The actions a cyclist takes after receiving a ticket will depend on a number of factors. (1) Did the cyclist break the law? (2) Were there any extenuating circumstances a judge would understand? (3) Did the officer make a mistake? A cyclist should also consider the effects a ticket has. It does not mean he is guilty. It is a summons to appear in court and answer charges filed against him. If found guilty, he will likely be required to pay a fine. Additionally, the ticket could affect insurance rates and even driving privileges. Moreover, some employers ask to see the driving record of job applicants. All of these factors must be weighed in deciding how to proceed.

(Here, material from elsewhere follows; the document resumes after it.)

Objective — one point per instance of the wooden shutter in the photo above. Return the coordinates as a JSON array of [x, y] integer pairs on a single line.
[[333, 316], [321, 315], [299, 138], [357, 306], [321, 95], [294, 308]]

If a cyclist pays the ticket, it is equivalent to a guilty plea and conviction. If he decides to fight the ticket, however, the cyclist will be required to enter a plea of not guilty and appear in court. As discussed above, the trial will essentially boil down to police v. cyclist. If the cyclist can demonstrate to the court the officer is wrong on the law or facts, there is a chance he can win. If the ticket was the result of a traffic collision and the cyclist does not beat the ticket, he will likely not be compensated for his injuries. Accordingly, if compensation for injuries is in order, fighting one of these tickets is necessary.
As previously mentioned, a ticket does not equal guilty. Officers sometimes make mistakes. Cyclists should remember they are innocent until proven guilty. This mean the prosecution must prove a crime was committed. Cyclists do not have to prove their innocence. Their only job is to poke holes in the prosecution's case. During the trial, the police officer will testify about the facts. The cyclist will be given the opportunity to question the officer, introduce evidence, and argue why the officer is wrong. After all evidence is presented, a judge will make a ruling.
The information provided herein is a simplified version of what happens when a cyclist is ticketed. The fact is this: even if a cyclist is riding lawfully, there is no guarantee he will not be ticketed. Everyone makes mistakes. The important thing to remember is to stay calm and handle the situation. It may help to consult anattorney experienced in dealing with tickets.